Tens of thousands of Greeks rallied on Monday to back their leftwing government’s rejection of a tough international bailout after a clash with foreign lenders pushed Greece close to financial chaos and forced a shutdown of its banking system.
With a popular referendum on the bailout planned for Sunday, Prime Minister Alexis Tsipras put his own position on the line, saying he would respect the result of the vote but would not lead a government to administer “austerity in perpetuity.”
“If the Greek people want to have a humiliated prime minister, there are a lot of them out there. It won’t be me,” he said in an interview on Greek state television as one of the biggest rallies seen in Athens in years was taking place.
The show of defiance came at the end of a day that started with stunned Greeks waking up to face shuttered banks, long supermarket lines and overwhelming uncertainty over Greece’s future in the euro zone.
European leaders and policy makers, wrong-footed by Tsipras’ shock announcement of the referendum in the early hours of Saturday morning, warned that it would be a plebiscite on Greece’s future as a member of the single currency.
With Greece hours away from defaulting on a 1.6 billion euro loan from the International Monetary Fund, the crisis has escalated quickly.
Ratings agency Standard and Poor’s cut Greece’s sovereign debt rating one notch further into junk levels to CCC-, saying there was a 50 percent probability it would leave the euro zone.
Greeks – used to seeing lengthy talks with creditors end with an 11th-hour deal – were shocked by the turn of events. Queues snaked outside ATMs and inside supermarkets while fears of disruptions to fuel and medicine supplies grew.
Drugmakers said they would continue to ship medicines to Greece in coming weeks despite unpaid bills, but warned that supplies could soon be in jeopardy without emergency action.
The breakdown of talks has pushed the European Union and euro zone into uncharted terrain. The Athens stock exchange was closed like the banks, but other financial markets fell on fears that Greece could be heading out of the euro.

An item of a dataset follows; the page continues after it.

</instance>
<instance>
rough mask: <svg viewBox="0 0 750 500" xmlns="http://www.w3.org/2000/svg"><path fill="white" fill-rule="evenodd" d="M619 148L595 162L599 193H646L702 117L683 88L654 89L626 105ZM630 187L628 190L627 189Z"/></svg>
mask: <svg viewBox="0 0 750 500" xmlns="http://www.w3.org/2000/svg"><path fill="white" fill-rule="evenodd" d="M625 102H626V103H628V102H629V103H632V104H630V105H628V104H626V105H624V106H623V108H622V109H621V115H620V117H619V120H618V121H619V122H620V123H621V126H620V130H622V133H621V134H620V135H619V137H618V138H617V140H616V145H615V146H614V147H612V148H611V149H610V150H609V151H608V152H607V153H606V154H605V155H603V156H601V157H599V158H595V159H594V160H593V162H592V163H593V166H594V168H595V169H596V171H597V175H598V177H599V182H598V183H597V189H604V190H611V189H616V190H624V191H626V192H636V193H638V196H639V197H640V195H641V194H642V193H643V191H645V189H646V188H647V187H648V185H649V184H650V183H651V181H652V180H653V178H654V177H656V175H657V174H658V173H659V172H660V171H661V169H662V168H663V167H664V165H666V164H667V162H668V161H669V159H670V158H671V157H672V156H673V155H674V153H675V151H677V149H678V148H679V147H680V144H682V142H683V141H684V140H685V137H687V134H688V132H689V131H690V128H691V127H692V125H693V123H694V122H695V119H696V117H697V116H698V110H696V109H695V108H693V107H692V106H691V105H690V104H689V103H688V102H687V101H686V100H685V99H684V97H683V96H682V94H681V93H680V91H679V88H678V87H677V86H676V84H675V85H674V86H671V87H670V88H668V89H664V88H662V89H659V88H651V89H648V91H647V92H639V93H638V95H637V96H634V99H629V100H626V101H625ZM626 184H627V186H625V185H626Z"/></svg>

The blue-chip Euro STOXX 50 index fell more than 4 percent, with bank shares down sharply. By midday, all three major US stock indexes were down more than 1 per cent.

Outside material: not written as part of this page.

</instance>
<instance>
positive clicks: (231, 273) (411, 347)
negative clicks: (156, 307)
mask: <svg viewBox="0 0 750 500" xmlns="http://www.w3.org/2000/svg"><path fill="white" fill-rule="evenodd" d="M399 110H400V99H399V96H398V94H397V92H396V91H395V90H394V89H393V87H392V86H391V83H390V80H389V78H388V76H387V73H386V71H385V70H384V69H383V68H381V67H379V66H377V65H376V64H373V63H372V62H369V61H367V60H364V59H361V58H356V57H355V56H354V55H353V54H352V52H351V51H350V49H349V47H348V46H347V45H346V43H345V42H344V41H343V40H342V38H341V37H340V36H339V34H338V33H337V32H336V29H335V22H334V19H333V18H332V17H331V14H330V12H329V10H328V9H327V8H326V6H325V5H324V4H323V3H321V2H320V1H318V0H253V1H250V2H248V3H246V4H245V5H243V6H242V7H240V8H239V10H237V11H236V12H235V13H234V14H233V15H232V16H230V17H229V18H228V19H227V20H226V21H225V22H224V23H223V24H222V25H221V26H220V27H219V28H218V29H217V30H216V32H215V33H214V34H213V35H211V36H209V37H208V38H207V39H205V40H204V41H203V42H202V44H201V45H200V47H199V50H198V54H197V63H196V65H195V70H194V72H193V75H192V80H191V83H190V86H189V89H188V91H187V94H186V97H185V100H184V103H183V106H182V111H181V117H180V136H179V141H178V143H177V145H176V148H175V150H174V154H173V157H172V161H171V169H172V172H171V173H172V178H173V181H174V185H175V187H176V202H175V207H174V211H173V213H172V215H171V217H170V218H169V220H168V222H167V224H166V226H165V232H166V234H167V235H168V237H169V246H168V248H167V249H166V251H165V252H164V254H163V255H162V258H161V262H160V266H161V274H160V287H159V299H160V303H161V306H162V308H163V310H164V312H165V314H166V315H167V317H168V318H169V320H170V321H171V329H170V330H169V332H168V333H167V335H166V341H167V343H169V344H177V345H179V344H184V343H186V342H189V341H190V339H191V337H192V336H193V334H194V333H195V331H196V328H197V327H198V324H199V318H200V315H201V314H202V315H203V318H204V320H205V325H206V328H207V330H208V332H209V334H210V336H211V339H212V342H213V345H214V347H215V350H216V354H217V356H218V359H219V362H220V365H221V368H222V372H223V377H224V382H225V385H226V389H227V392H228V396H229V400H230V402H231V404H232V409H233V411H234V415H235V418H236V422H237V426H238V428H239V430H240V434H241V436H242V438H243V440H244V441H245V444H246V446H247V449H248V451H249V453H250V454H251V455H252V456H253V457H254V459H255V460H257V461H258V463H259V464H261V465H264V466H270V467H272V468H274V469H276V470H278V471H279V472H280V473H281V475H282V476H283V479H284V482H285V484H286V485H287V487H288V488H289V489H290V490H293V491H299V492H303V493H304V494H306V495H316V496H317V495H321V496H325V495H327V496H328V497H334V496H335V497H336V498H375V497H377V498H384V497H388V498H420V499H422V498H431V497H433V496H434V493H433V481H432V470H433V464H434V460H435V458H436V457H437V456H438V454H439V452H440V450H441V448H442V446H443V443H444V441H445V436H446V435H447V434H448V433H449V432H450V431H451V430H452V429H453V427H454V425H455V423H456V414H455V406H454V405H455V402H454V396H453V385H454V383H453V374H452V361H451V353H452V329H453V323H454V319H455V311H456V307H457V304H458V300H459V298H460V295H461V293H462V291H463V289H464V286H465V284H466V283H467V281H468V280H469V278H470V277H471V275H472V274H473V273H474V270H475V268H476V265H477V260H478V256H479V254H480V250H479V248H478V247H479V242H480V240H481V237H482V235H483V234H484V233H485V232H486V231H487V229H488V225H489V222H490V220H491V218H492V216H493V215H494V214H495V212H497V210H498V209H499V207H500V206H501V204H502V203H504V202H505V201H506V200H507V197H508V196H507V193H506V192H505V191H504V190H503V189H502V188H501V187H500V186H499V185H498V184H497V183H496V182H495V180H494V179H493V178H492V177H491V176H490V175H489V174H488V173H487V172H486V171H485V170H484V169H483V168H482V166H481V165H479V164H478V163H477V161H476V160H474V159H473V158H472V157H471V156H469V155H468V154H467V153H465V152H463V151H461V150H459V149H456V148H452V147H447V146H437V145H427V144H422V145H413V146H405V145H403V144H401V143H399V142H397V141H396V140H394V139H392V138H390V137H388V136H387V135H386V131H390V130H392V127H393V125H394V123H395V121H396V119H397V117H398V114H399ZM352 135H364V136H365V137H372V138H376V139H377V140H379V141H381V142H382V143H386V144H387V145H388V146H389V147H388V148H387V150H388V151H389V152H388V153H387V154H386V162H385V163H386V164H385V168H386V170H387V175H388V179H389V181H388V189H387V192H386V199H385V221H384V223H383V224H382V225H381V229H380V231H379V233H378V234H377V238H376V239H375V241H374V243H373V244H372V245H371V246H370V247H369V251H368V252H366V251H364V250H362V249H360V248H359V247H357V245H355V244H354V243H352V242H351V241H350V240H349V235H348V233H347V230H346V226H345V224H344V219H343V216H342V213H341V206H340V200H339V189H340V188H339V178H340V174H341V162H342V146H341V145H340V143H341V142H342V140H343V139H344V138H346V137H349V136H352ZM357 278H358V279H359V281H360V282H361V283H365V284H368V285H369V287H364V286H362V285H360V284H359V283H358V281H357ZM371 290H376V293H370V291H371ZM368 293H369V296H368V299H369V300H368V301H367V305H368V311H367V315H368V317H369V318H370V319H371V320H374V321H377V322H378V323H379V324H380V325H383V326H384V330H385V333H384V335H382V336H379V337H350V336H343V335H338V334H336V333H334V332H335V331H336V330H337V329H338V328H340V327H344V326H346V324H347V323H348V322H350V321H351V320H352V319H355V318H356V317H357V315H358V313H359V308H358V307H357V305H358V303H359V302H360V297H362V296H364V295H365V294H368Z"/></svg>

“I can’t believe it,” said Athens resident Evgenia Gekou, 50, on her way to work. “I keep thinking we’ll wake up tomorrow and everything will be OK. I’m trying hard not to worry.”
After months of talks, Greece’s exasperated European partners have put the blame for the crisis squarely on Tsipras for rejecting a package they consider generous. The Greek side argues that pension cuts and tax hikes demanded of it would only deepen one of the worst economic crises of modern times in a country where a quarter of the workforce is already unemployed.

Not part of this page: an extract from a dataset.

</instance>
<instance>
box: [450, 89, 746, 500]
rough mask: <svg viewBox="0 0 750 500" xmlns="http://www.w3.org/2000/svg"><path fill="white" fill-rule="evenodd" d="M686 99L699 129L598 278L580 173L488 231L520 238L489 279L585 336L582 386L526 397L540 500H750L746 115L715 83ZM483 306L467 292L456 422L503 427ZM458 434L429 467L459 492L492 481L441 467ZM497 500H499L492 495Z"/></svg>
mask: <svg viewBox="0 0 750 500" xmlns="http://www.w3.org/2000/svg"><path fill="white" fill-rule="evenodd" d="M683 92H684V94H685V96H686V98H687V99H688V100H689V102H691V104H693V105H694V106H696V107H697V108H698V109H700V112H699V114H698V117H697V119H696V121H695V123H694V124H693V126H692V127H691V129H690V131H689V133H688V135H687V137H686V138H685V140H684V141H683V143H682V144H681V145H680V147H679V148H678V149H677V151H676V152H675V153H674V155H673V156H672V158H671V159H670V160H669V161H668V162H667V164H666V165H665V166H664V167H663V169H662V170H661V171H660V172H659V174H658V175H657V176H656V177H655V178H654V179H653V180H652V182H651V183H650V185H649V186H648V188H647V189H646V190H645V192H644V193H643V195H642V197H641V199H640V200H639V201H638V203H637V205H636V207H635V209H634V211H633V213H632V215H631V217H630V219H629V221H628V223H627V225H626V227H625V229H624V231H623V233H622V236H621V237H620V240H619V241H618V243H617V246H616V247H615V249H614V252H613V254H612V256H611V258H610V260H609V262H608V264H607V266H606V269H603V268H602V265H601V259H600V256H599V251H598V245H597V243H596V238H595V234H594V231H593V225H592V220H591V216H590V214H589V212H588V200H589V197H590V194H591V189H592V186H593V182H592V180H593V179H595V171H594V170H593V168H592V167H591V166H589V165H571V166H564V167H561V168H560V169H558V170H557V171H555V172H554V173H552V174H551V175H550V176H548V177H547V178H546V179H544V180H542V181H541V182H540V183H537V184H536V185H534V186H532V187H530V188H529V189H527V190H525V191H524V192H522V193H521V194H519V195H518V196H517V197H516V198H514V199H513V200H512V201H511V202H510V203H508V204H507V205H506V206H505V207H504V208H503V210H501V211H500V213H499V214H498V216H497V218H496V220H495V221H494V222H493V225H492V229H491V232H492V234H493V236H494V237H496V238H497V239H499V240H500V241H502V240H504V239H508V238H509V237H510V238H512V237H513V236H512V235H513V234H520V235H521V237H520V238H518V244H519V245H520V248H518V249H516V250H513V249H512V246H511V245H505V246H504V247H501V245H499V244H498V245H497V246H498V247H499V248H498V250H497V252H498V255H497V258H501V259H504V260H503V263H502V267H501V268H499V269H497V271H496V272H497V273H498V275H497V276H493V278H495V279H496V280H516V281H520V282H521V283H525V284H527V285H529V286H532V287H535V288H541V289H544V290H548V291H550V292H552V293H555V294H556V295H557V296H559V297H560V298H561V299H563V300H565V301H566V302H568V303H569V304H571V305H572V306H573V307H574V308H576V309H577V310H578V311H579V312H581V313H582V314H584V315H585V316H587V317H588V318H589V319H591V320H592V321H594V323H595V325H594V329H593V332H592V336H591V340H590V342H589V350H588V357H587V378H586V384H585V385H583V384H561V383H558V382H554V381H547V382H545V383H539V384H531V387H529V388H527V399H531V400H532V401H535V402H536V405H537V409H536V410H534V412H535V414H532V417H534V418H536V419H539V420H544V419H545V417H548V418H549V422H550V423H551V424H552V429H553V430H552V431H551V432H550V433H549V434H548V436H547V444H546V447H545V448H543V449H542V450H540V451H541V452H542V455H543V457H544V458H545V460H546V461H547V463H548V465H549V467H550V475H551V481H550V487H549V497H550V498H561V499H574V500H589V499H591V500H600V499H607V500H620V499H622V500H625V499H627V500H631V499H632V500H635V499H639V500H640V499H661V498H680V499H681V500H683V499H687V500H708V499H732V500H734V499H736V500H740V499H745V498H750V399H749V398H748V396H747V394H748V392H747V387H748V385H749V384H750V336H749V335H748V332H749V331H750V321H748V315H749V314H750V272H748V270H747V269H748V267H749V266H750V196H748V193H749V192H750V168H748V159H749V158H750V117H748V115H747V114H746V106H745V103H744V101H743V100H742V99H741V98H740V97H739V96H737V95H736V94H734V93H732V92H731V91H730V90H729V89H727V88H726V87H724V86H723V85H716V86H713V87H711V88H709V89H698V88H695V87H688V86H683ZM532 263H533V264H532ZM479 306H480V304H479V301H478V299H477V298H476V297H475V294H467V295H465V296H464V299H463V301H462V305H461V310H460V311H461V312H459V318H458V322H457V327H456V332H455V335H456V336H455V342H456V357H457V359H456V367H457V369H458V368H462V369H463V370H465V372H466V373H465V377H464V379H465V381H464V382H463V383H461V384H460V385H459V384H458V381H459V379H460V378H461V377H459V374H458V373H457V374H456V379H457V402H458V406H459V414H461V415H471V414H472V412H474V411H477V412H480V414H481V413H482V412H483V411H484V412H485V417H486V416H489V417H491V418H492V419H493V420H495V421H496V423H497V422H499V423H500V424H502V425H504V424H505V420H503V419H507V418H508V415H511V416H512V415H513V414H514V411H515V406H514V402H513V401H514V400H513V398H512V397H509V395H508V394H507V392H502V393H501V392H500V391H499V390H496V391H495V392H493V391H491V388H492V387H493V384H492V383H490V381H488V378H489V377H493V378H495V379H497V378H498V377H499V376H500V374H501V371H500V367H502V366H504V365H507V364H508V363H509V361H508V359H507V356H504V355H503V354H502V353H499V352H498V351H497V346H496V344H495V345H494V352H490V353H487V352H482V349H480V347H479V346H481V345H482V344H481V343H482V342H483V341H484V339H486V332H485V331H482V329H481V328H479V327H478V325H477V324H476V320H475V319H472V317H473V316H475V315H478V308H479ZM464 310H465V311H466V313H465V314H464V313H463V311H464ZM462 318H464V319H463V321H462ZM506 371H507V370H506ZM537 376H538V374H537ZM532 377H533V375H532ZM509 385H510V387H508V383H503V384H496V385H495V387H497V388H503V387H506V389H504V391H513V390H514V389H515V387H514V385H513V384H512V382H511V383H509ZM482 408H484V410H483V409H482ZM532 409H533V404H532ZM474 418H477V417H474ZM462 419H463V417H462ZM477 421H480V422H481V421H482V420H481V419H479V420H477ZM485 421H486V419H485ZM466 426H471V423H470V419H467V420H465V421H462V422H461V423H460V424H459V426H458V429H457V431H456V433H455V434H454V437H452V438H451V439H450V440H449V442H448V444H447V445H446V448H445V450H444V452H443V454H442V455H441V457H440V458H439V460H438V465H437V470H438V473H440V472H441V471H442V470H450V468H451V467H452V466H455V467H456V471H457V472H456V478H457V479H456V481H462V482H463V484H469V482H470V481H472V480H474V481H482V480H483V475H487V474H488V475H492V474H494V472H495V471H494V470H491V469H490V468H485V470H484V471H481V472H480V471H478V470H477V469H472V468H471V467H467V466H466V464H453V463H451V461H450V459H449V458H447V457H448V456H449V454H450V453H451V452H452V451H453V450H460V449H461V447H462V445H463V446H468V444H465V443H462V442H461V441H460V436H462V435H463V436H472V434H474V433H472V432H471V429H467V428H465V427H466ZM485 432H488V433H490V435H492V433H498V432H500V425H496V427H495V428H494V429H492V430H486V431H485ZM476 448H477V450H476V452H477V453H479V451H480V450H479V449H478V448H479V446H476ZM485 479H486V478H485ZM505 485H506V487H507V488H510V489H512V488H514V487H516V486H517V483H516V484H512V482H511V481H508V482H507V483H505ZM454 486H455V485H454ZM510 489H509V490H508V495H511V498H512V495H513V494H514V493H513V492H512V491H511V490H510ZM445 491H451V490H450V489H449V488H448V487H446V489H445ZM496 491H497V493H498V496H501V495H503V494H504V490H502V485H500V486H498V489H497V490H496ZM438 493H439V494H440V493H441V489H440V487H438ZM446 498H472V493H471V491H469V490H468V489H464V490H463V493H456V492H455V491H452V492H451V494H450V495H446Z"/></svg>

A snap Reuters poll of more than 70 economists and traders taken on Monday put the probability of Greece leaving the euro zone at 45 per cent, up from 30 per cent a week ago.
Emotions were unusually raw among Europe’s leaders. EU Commission President Jean-Claude Juncker said he felt personally betrayed and told Greeks a “No” vote would be seen as signalling an exit from the euro – a position that other European leaders lined up to echo.
“I will say to the Greeks, who I love deeply: you mustn’t commit suicide because you are afraid of death,” Juncker told a news conference.
Despite the acrimony over the weekend, the creditors said the door to negotiations remained open.
French President Francois Hollande appealed to Tsipras to return to the negotiating table and German Chancellor Angela Merkel said she was ready to restart talks with Athens after the referendum, including on how to ease its debt burden.
Hollande spoke to US President Barack Obama, and Hollande’s aide said they had agreed to work together for a resumption of talks and a solution to the crisis to ensure Greece’s financial stability.
Greece’s banks were shut after the European Central Bank rejected its request for 6 billion euros of additional emergency funding on Sunday to cope with massive withdrawals, though the ECB is expected to allow Greek banks to keep using existing funds until the referendum, people with knowledge of the matter told Reuters.
On Monday, cash machines remained closed until midday, and then opened for withdrawals of no more than 60 euros a day.
“I’ve got five euros in my pocket, I thought I would try my luck here for some money. The queues in my neighbourhood were too long yesterday,” said plumber Yannis Kalaizakis, 58, outside an empty cash machine in central Athens on Monday.
“I don’t know what else to say. It’s a mess.”
Businesses complained that they could not pay salaries or suppliers and had to halt imports, while agricultural production was also expected to be affected.
“The worst has been confirmed by the nightmarish developments,” said retail lobby chief Vassilis Korkidis.
The referendum poses a simple question: “Should the proposal which was submitted by the European Commission, the European Central Bank and the International Monetary Fund at the Eurogroup of June 25, 2015, which consists of two parts that together constitute their comprehensive proposal, be accepted?”
The “No” box appears as the first option, above the “Yes” box. The government says a “No” will strengthen its hand at the negotiating table, though other European leaders say it will instead push Greece out of the euro.
No public opinion polls were available, but the Economist Intelligence Unit said a “No” vote was more likely, raising the probability of Greece leaving the euro zone to 60 per cent.